InsuranceDekho is a leading InsurTech platform in India that offers insurance products from over 49 insurance companies through a network of 150,000 point of sale person (POSP) agents and direct-to-customer channels. The company faced a significant operational challenge: insurance advisors, particularly newer ones, frequently needed to consult subject matter experts (SMEs) for policy-specific questions, creating bottlenecks and delays in customer service. This case study describes how they implemented a generative AI-powered chat assistant using Retrieval Augmented Generation (RAG) to enable agents to autonomously resolve customer queries about policy coverages, exclusions, and other insurance details.

The Problem

The core challenge centered on response time and efficiency in the customer service workflow. When customers asked questions about insurance products, advisors often lacked the detailed knowledge to respond immediately and needed to reach out to SMEs. This created several operational issues:

The inefficiency was particularly problematic in a competitive market where customers might explore competing services if they received better clarity elsewhere.

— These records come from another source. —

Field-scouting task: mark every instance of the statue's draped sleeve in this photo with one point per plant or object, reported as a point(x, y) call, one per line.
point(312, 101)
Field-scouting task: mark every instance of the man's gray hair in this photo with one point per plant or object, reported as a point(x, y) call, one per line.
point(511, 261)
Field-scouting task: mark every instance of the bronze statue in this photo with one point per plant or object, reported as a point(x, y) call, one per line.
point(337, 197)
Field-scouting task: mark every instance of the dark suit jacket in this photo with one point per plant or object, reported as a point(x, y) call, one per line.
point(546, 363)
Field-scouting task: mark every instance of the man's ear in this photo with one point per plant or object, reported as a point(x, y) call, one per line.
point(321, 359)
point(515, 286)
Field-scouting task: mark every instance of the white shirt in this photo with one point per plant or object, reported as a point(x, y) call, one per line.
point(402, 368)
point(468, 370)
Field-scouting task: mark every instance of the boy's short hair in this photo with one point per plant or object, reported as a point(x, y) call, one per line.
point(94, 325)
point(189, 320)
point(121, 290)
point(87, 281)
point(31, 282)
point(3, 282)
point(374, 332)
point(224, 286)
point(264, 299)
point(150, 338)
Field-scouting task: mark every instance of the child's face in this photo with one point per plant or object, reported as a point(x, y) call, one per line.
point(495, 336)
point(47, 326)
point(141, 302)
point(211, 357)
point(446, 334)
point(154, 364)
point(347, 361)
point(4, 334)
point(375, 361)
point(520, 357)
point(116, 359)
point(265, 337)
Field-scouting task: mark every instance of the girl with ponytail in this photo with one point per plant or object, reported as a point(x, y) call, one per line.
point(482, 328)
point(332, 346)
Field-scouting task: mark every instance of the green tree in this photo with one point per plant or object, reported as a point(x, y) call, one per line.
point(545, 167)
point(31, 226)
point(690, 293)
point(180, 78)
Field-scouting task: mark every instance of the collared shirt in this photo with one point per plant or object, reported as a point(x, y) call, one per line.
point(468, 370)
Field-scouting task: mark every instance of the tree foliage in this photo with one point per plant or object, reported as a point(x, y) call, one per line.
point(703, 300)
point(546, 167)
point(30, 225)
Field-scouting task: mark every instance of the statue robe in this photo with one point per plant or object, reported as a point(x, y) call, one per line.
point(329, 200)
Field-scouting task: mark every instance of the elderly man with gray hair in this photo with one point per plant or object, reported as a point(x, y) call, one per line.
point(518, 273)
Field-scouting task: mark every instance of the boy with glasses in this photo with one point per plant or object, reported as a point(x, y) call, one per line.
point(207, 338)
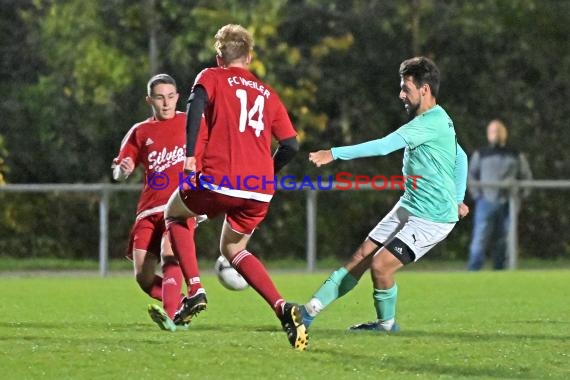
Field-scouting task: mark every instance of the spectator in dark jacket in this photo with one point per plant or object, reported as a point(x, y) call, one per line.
point(495, 162)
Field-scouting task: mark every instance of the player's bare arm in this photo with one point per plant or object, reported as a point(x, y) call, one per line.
point(123, 169)
point(322, 157)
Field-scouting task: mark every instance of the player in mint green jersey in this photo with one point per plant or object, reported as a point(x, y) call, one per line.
point(424, 215)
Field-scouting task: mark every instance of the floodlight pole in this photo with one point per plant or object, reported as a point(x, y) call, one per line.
point(104, 232)
point(512, 237)
point(311, 230)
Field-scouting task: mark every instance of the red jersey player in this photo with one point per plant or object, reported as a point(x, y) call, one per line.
point(242, 115)
point(158, 145)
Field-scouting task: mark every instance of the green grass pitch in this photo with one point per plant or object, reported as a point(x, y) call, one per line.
point(511, 325)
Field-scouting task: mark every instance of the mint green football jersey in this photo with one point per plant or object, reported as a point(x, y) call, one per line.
point(430, 153)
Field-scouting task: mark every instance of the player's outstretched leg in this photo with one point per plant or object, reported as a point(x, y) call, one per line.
point(180, 224)
point(340, 282)
point(172, 279)
point(384, 265)
point(232, 246)
point(159, 316)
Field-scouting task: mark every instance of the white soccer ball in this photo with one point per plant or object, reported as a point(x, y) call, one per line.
point(228, 276)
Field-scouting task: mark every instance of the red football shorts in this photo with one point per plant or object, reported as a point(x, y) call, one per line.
point(243, 215)
point(146, 234)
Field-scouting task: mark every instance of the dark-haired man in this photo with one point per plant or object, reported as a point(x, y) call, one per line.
point(158, 145)
point(423, 216)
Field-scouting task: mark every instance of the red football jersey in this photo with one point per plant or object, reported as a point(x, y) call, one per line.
point(159, 146)
point(242, 116)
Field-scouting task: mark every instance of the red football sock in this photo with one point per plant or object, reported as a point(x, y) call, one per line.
point(256, 275)
point(171, 283)
point(181, 236)
point(155, 290)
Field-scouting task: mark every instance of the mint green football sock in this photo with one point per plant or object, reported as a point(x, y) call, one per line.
point(385, 303)
point(329, 291)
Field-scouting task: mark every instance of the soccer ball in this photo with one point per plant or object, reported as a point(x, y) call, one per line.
point(228, 276)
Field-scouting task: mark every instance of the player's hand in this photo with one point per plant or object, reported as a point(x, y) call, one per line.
point(463, 210)
point(190, 165)
point(322, 157)
point(126, 166)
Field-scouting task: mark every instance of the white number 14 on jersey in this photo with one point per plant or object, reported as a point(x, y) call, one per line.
point(246, 116)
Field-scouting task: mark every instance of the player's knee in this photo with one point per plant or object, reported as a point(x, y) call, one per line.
point(144, 281)
point(378, 269)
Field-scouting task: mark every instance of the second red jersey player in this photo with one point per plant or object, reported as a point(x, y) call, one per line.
point(242, 116)
point(158, 145)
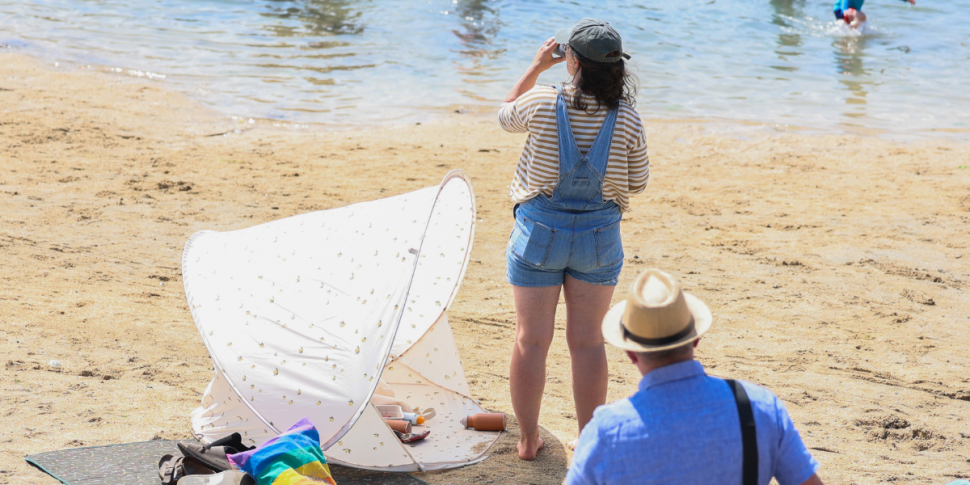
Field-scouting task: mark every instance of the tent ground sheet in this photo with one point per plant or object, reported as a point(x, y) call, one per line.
point(137, 464)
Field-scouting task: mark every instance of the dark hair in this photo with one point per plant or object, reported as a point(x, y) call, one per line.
point(667, 355)
point(608, 82)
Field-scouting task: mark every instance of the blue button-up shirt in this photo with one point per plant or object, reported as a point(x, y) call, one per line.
point(682, 428)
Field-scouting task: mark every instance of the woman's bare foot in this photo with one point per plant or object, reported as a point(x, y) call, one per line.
point(528, 449)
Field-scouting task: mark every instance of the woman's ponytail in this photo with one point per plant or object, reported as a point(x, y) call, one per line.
point(608, 82)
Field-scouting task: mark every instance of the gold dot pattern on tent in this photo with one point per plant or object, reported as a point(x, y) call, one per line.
point(243, 326)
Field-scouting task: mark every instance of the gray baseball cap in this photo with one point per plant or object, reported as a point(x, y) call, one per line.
point(593, 39)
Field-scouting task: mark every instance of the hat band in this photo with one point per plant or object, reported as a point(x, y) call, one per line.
point(656, 342)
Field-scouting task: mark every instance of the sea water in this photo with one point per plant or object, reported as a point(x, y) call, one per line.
point(785, 62)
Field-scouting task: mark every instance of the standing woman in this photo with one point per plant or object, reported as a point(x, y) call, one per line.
point(585, 154)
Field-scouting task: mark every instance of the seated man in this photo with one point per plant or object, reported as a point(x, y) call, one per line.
point(683, 427)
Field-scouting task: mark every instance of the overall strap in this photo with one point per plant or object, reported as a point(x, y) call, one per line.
point(568, 150)
point(749, 437)
point(599, 154)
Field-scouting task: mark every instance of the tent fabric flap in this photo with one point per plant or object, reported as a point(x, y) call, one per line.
point(301, 315)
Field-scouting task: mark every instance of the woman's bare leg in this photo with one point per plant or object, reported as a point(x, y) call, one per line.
point(586, 305)
point(535, 324)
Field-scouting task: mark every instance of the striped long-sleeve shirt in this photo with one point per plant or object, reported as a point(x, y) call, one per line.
point(538, 170)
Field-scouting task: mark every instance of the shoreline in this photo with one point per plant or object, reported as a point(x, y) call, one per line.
point(420, 114)
point(837, 267)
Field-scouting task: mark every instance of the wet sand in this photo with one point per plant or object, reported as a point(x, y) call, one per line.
point(837, 267)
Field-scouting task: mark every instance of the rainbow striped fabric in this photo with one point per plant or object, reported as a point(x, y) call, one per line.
point(292, 458)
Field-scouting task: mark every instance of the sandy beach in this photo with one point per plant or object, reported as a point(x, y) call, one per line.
point(837, 267)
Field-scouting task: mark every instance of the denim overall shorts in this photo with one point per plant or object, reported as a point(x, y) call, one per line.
point(573, 232)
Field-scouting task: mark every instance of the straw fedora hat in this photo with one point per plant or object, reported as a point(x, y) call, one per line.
point(658, 315)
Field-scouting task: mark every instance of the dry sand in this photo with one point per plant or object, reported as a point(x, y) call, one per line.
point(837, 267)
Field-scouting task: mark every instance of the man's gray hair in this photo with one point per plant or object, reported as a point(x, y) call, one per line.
point(667, 354)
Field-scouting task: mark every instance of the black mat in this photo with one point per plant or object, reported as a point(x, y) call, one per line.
point(136, 464)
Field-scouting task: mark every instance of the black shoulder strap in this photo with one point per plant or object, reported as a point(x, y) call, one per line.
point(749, 438)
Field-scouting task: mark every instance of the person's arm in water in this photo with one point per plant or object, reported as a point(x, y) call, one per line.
point(842, 7)
point(542, 62)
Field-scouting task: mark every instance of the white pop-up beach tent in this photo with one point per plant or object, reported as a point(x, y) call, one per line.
point(304, 316)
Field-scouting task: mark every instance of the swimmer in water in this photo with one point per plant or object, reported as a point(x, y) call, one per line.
point(851, 12)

Technical Architecture and Implementation

InsuranceDekho selected Amazon Bedrock as their primary foundation model provider after evaluating several generative AI model providers. The decision was influenced by several factors that are worth examining from an LLMOps perspective:

Managed Service Benefits: Amazon Bedrock’s fully serverless offering eliminated the need for provisioning infrastructure, procuring GPUs, or configuring ML frameworks. This significantly reduced development and deployment overheads, which is a key consideration for production LLM deployments where operational complexity can quickly escalate.

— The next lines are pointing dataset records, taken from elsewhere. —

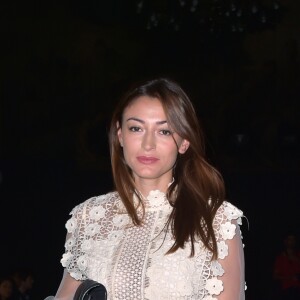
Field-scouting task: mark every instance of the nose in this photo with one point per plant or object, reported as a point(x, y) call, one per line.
point(149, 141)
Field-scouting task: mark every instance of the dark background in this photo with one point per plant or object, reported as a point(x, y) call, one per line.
point(65, 64)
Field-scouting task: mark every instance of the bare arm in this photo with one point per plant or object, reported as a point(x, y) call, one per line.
point(67, 287)
point(233, 265)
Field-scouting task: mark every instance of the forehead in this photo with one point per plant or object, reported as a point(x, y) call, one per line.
point(145, 105)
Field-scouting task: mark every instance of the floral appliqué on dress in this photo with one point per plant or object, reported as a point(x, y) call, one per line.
point(131, 261)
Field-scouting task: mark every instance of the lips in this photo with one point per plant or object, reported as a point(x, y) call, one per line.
point(147, 160)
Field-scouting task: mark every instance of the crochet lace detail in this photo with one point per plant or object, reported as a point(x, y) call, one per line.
point(131, 261)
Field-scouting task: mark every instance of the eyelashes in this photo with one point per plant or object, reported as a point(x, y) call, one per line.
point(165, 132)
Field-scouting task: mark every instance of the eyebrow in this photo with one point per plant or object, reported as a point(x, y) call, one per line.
point(143, 122)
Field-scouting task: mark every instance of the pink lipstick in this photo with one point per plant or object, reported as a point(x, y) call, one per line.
point(147, 160)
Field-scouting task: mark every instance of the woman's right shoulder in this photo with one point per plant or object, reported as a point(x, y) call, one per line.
point(106, 201)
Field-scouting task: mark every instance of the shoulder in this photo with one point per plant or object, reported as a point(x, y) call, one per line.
point(226, 221)
point(105, 201)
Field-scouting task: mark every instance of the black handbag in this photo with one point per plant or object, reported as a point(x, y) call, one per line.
point(90, 290)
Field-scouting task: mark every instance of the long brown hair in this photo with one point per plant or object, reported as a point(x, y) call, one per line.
point(198, 189)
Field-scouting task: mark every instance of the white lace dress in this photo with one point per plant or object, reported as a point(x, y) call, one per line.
point(103, 245)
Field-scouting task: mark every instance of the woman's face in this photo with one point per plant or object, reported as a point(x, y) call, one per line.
point(149, 144)
point(5, 289)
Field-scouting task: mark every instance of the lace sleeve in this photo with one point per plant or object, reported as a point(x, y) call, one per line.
point(230, 253)
point(74, 257)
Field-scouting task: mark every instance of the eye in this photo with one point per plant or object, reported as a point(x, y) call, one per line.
point(134, 128)
point(165, 132)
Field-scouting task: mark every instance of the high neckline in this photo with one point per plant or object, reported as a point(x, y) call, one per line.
point(155, 200)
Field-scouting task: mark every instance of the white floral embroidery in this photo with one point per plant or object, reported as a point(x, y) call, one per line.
point(87, 245)
point(214, 286)
point(228, 230)
point(70, 243)
point(209, 298)
point(82, 262)
point(97, 213)
point(92, 229)
point(222, 249)
point(120, 220)
point(66, 258)
point(155, 198)
point(231, 212)
point(137, 254)
point(76, 275)
point(216, 268)
point(71, 225)
point(114, 235)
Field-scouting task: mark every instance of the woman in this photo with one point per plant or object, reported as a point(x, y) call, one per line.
point(166, 232)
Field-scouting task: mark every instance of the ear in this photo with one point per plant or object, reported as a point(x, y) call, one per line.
point(184, 146)
point(120, 136)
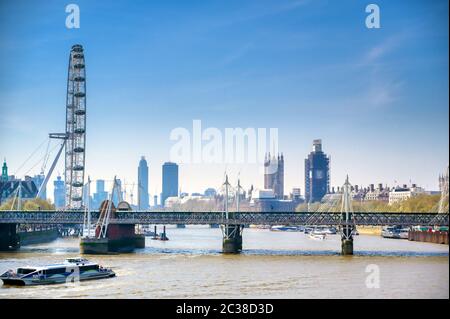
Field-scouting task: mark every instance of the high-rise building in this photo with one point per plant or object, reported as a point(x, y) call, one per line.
point(100, 195)
point(38, 181)
point(117, 196)
point(143, 198)
point(169, 181)
point(59, 193)
point(274, 175)
point(317, 173)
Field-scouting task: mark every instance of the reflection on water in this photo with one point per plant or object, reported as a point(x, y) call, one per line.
point(272, 265)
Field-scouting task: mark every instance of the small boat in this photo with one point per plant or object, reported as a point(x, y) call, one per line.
point(395, 232)
point(287, 228)
point(73, 269)
point(317, 236)
point(403, 233)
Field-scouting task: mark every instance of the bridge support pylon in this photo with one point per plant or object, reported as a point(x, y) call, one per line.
point(232, 239)
point(9, 239)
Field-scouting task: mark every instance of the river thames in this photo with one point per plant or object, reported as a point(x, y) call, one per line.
point(272, 265)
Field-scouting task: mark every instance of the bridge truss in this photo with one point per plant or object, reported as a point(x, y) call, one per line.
point(205, 218)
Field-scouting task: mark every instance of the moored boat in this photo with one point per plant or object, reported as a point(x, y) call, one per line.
point(287, 228)
point(73, 269)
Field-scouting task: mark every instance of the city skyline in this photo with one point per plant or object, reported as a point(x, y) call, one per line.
point(399, 112)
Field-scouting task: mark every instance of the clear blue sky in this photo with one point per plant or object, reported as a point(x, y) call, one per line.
point(378, 98)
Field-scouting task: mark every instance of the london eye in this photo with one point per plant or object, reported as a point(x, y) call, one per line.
point(75, 128)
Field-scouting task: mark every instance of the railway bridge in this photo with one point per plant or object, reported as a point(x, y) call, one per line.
point(232, 223)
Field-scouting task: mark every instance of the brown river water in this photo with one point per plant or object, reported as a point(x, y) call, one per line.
point(272, 265)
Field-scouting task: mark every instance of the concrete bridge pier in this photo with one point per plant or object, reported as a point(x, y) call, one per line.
point(9, 239)
point(232, 239)
point(347, 240)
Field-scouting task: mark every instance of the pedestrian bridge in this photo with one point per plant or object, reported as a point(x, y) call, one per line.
point(241, 218)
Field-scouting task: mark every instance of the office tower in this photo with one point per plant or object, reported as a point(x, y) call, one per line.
point(143, 198)
point(169, 181)
point(38, 181)
point(274, 174)
point(100, 195)
point(317, 173)
point(59, 193)
point(117, 196)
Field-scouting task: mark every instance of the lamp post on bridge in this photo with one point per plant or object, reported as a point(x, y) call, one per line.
point(348, 227)
point(232, 234)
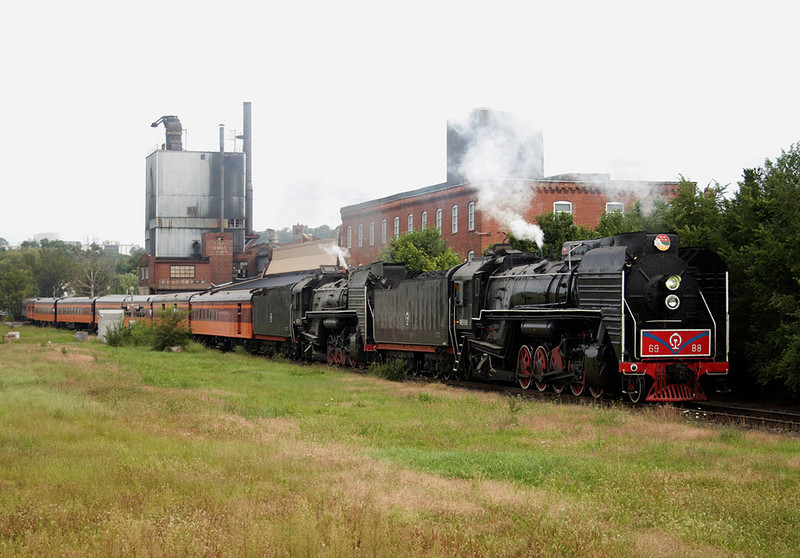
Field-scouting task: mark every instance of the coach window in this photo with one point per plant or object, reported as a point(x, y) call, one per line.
point(471, 216)
point(562, 207)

Model Flexibility: The ability to access multiple foundation models through a single API provided operational flexibility. InsuranceDekho specifically mentions that they seamlessly transitioned from Anthropic’s Claude Instant to Anthropic’s Claude Haiku when Claude 3 became available, without requiring code changes. This kind of model portability is a significant advantage in production environments where model upgrades and optimizations are ongoing concerns.

Performance Options: Amazon Bedrock’s on-demand and provisioned throughput options allowed them to balance latency requirements with cost considerations.

Security: AWS PrivateLink provided secure, private model access without traversing the public internet, addressing data privacy and compliance requirements that are particularly important in the insurance industry.

RAG Implementation

The solution follows a classic RAG pattern with some notable architectural decisions. The workflow is divided into two main components: an ingestion workflow and a response generation workflow.

Ingestion Workflow: Insurance policy documents are processed through an embedding model (they mention using a third-party embedding model rather than one from Amazon Bedrock) to generate vector representations. These embeddings are stored in Amazon OpenSearch Service, which was chosen for its scalability, high-performance search capabilities, and cost-effectiveness. This workflow keeps the knowledge base current with the latest insurance policy information.

Response Generation Workflow: This is where the production LLM deployment becomes more interesting from an LLMOps perspective:

LLMOps Considerations

Several LLMOps-relevant design decisions are evident in this implementation:

Caching Strategy: The use of semantic caching with Redis is a practical approach to reducing both latency and cost in production LLM deployments. By caching frequently accessed responses and using semantic similarity to match queries, they can bypass the more expensive generation workflow for redundant queries.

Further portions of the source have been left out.